- DVD Cover
- Directed by: Stelvio Massi
- Screenplay by: Dardano Sacchetti
- Story by: Lucio De Caro
- Starring: Franco Gasparri; John Saxon; Marcella Michelangeli; Giampiero Albertini;
- Cinematography: Mario Vulpiani
- Edited by: Mauro Bonanni
- Music by: Stelvio Cipriani
- Production company: P.A.C.
- Distributed by: P.A.C.
- Release date: 20 October 1976 (Italy);
- Running time: 95 minutes
- Country: Italy
- Box office: ₤657,027 million

= Mark Strikes Again =

Mark Strikes Again (Mark colpisce ancora, also known as The .44 Specialist) is a 1976 Italian poliziottesco film directed by Stelvio Massi.
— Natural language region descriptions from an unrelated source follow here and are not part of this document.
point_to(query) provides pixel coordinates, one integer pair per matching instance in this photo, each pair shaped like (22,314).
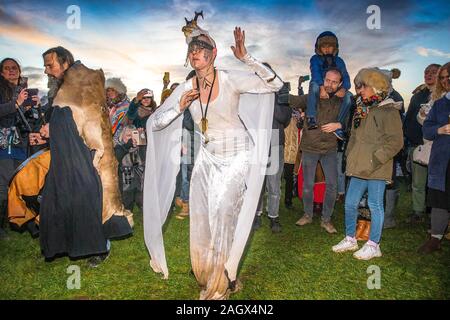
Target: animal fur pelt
(83,91)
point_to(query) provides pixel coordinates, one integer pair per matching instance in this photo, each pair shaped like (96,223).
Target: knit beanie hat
(375,78)
(116,84)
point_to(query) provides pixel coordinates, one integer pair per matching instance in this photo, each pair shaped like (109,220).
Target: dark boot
(389,213)
(317,208)
(433,244)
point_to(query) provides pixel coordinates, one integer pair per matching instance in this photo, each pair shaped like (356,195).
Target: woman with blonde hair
(376,137)
(436,128)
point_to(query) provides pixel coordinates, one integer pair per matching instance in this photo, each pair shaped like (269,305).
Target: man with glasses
(321,145)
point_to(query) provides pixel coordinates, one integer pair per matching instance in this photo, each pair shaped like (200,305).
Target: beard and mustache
(53,85)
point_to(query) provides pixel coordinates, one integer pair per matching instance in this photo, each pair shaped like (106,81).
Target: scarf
(144,112)
(363,107)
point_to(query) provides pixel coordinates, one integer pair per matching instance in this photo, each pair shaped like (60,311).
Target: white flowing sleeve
(262,80)
(169,110)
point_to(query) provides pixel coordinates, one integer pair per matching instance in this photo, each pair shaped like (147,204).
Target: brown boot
(184,211)
(433,244)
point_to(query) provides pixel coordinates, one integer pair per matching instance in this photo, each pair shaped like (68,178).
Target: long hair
(439,90)
(6,91)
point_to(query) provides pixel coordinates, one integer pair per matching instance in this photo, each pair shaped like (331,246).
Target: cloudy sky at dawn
(140,40)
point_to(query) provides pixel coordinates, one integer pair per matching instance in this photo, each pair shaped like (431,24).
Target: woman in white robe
(229,168)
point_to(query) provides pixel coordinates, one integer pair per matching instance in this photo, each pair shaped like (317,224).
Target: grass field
(296,264)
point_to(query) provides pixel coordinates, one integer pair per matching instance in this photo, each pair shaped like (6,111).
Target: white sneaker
(368,252)
(346,245)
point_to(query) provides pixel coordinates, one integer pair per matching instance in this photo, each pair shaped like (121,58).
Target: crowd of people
(330,146)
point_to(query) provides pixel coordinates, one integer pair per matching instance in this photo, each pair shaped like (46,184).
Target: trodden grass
(296,264)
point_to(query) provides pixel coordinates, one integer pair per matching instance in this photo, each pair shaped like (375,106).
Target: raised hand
(239,49)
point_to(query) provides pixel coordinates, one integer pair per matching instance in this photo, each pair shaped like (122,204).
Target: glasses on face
(10,68)
(197,45)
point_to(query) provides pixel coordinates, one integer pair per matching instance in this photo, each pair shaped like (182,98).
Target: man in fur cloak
(81,206)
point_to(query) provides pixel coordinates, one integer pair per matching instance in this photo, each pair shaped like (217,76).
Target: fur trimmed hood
(327,37)
(116,84)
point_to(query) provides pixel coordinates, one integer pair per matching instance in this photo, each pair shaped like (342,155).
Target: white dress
(227,176)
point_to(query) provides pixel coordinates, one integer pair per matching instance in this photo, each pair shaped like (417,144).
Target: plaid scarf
(363,107)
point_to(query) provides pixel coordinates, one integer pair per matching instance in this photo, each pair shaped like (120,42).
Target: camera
(29,101)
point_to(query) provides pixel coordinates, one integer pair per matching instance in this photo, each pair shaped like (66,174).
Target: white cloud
(427,52)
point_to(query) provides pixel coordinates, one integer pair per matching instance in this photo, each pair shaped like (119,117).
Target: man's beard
(53,86)
(330,91)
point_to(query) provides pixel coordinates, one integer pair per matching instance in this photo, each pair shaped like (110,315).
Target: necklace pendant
(204,124)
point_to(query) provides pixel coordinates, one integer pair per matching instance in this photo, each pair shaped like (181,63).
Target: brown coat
(373,145)
(316,141)
(83,90)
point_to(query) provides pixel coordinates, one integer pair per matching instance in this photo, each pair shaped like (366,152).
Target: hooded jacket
(440,152)
(373,145)
(319,64)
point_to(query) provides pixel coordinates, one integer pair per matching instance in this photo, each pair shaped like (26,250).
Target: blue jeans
(356,189)
(341,175)
(314,95)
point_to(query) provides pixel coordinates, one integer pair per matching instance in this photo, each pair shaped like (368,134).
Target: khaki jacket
(373,145)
Initially planned as an original film, during the shoots and the post-production process it was turned into a second sequel of Mark of the Cop (after Mark Shoots First).

== Cast ==
- Franco Gasparri: Mark Patti
- John Saxon: Inspector Altman
- Marcella Michelangeli: Olga Kuber
- Giampiero Albertini: Inspector Mantelli
- John Steiner: Paul Henkel
- Paul Muller: Austrian Inspector
- Malisa Longo: Isa

==Production==
Mark Strikes Again was filmed at Icet - De Paolis in Milan and on location in Rome.

==Release==
Mark Strikes Again was distributed theatrically in Italy by PAC on October 20, 1976. It grossed a total of 657,027,130 Italian lire domestically. The film was released as The .44 Specialist on home video in the Nederlands and Germany.